MA VIE ET MON HISTOIRE D’AMOUR

INTERDIT AUX MINEURS

La nuit alors qu’Arlon était entrain de dormir à mes côtés ; je n’arrêtais pas de penser à ce que ma sœur m’a dit sur Rody et sa mère ;ma sœur était la mieux placée pour connaitre leurs secrets ,étant donné que sa mère et celle de Rody étaient les meilleures amies.

Comme je savais ce dont la sienne était capable ; je ne doutais pas de la capacité de l’autre ; ma soeur avait raison , il fallait que j’en parle à ma grand-mère.

Le lendemain matin ; je me suis levée très tôt pour avoir qu’une chance qu’Arlon me dépose au travail ; c’était la fin de la période des visites techniques. Il fallait que je donne la mienne au chauffeur pour qu’il me le fasse.

-RLON:« Tu es matinale Zawadi »

-MOI:« je veux que tu me déposes »

-LUI:« Dépêche-toi ; parce que j’ai presque fini »

-MOI:« Donne-moi juste quelques minutes, je donne les directives à la nounou après on y va ».

Dans la voiture, je lui ai raconté ce que ma soeur m’avait dit ; et que à ma descente aujourd’hui, j’irai directement chez ma grand-mère.

Arlon  paraissait inquiet même s’il ne voulait pas trop le montrer

-MOI:« tu penses quoi toi»

-LUI:« D’aller voir ta grand-mère ; je vais en parler à ma mère ce soir, il ne faudrait pas que l’on ne prenne pas ses menaces en compte ; comme ça nous n’aurons pas de surprises »

-MOI:« d’accord, j’irai la voir aujourd’hui »

-LUI:«je viendrai te chercher à la descente »

-MOI:« non ; je vais prendre un taxi ; ne te dérange pas pour cela »

-LUI:« d’accord »

Quand j’ai fini le boulot ; je suis partie directement chez ma grand-mère.

Je ne voulais pas trop durer, mais malheureusement pour moi, j’y ai trouvé mon oncle ; et comme j’attendais son départ pour pouvoir tranquillement parlé à mama (grand-mère), j’étais obligée d’attendre.

Mon oncle me faisait un semblant de conversation demandant après mon mari allant même jusqu’à demander après Julia; alors qu’ils ont toujours mis un point d’honneur à ne jamais parler d’elle.

Je répondais aussi poliment que je pouvais ;tout en restant distante.

À un moment donné, il m’a demandé si son frère avait payé le reste de l’argent ;

-MOI:« non pas encore »

-LUI:« ah bon , je vais lui dire de le faire alors »

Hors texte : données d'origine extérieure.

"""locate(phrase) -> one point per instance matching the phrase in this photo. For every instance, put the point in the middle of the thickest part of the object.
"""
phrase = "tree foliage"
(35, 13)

-MOI:« ce n’est pas pressé mon oncle ; il peut prendre son temps ; et payé quand il le peut »

-LUI:« tout cela est bien beau, mais ce sont tes paroles n’oublions pas que cet argent appartient à ton mari »

-MOI:« ce que je dis, c’est ce que mon mari dit ;je peux vous l’assurer »

Après cela il n’a plus rien dit ; il est resté encore dix minutes puis il a demandé à partir ; j’ai fait un ouf de soulagement

-GRAND-MÈRE : « Maintenant qu’il est parti, tu vas finir par nous dire ce qui t’a amené ici »

-MOI:« comment sais-tu que j’attendais qu’il parte ,bon bref; mama j’ai un problème »

-ELLE : « un problème, j’espère que tu n’as rien fait à ton mari ?»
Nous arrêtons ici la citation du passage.